Sheriff's office launches camera-registration program
The Multnomah County Sheriff's Office has launched a program allowing citizens to register private surveillance cameras with the bureau.
Fairview City Councilor Brian Cooper started advocating for this system last November, when he says there was a crime wave in the city. He signed up for the program as soon as it was available.
"It was a program I fielded to Multnomah County Sheriff's Office, and they agreed," he said.
Following Cooper's suggestion, MCSO-Fairview Chief of Police Harry Smith said they started working with the county's information technology department to create the system. The registration program is open to anyone living in the sheriff's office service area.
"We're intending for this to be a crime-fighting tool for all the areas we serve," he said. "This can be a really valuable tool to investigators."
The program lets MCSO deputies and detectives know where cameras are ahead of time.
"If we have a crime in that area, we're not having to spend time canvassing. It can actually help us to some really valuable leads in a shorter period of time," Smith said.
Signing up for the system is voluntary, and people may remove themselves from the list at any time.

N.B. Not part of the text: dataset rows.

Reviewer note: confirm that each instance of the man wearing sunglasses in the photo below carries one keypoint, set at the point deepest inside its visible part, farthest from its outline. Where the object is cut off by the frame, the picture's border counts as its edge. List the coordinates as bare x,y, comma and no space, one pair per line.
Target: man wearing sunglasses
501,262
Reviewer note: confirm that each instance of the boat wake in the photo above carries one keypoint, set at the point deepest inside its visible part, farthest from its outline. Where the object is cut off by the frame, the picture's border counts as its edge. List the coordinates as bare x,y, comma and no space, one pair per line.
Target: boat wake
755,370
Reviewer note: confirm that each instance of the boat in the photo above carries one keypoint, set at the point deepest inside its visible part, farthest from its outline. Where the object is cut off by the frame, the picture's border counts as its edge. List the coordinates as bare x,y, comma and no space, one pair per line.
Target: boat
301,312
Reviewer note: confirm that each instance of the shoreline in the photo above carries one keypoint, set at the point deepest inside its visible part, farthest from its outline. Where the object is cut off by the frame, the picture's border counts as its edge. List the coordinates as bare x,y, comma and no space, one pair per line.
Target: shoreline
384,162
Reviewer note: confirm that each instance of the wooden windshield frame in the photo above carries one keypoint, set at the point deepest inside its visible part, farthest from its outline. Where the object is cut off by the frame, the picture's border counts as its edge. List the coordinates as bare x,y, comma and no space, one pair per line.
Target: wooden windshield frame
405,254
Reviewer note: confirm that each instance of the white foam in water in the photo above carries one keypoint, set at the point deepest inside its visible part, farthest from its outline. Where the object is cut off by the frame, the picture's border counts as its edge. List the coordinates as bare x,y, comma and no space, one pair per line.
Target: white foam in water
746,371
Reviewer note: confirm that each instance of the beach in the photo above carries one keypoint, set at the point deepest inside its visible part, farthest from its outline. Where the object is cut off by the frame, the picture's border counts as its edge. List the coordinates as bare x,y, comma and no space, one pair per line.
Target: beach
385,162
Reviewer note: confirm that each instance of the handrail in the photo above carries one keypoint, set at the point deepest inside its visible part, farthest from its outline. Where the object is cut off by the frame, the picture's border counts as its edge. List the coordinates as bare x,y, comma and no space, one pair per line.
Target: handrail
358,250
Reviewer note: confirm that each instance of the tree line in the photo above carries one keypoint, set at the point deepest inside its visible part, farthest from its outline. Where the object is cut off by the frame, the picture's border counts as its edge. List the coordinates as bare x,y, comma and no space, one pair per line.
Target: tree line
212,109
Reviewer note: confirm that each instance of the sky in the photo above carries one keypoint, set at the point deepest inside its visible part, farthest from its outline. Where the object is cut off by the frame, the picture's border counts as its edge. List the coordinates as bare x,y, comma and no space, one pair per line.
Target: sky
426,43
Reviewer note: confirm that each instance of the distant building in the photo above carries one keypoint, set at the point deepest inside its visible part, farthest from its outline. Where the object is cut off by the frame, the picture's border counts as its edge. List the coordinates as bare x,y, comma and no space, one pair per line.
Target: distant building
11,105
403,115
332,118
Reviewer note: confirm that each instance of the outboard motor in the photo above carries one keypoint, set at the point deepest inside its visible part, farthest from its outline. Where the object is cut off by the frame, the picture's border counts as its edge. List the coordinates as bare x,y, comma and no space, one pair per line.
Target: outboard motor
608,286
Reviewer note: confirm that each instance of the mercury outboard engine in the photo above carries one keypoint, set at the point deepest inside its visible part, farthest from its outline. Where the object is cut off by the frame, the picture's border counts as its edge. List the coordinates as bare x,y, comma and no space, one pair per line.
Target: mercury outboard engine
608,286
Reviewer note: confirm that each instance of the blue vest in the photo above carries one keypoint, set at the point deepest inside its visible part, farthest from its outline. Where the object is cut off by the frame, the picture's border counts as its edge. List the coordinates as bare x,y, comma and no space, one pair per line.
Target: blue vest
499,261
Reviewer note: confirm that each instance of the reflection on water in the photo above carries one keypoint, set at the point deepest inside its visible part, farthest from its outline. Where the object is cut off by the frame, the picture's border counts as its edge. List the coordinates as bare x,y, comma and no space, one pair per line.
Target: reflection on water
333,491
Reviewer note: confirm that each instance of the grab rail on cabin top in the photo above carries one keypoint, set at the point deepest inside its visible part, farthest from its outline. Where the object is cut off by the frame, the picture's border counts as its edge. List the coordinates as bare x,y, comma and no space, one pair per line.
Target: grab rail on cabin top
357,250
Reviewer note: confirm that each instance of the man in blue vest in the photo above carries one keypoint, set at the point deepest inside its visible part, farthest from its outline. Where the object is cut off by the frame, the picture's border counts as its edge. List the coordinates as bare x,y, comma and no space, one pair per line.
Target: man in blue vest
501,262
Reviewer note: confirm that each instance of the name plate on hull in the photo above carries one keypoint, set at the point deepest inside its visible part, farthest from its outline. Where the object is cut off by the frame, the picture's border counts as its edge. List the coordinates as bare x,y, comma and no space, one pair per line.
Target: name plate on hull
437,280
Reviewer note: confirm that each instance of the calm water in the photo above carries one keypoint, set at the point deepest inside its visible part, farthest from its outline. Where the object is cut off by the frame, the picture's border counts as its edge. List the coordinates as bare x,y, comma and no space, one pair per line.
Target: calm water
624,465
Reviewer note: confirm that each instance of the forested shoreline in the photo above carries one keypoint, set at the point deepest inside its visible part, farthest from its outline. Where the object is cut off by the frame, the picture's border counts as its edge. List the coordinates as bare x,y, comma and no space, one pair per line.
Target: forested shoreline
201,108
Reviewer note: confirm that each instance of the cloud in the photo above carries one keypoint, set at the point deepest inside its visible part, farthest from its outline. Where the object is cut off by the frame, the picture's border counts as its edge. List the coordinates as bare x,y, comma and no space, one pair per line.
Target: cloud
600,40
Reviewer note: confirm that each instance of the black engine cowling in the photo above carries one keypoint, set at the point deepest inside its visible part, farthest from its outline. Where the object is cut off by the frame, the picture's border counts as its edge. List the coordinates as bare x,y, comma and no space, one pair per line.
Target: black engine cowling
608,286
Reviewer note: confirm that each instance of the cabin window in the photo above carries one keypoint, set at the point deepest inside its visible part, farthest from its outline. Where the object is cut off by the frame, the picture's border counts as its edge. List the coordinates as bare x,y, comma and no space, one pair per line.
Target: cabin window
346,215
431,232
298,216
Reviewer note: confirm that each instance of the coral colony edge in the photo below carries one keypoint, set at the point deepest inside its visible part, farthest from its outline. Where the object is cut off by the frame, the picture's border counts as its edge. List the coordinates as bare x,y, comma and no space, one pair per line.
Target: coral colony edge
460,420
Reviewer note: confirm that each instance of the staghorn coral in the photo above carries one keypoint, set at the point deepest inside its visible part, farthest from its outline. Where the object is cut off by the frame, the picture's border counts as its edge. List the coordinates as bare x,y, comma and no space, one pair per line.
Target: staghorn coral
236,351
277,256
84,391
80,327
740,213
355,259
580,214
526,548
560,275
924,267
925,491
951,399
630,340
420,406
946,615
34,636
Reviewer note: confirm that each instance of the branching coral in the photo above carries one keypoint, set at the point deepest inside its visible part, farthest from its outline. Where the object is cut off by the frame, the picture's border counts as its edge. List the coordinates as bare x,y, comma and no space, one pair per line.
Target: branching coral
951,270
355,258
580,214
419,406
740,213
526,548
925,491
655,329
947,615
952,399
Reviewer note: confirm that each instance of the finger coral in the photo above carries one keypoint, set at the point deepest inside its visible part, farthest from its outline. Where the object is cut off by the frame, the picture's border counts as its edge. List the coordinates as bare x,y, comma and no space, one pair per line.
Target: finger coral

Registering a surveillance camera with the sheriff's office does not mean police have automatic access to live feeds. However, registering a camera could make the footage subject to Oregon Public Records laws, and it could be subpoenaed by police if they have reasonable suspicion that a crime was captured by a camera.
There is an explanation of the registration system on the MCSO website, and Smith encouraged anyone thinking of signing up to examine it closely before registering.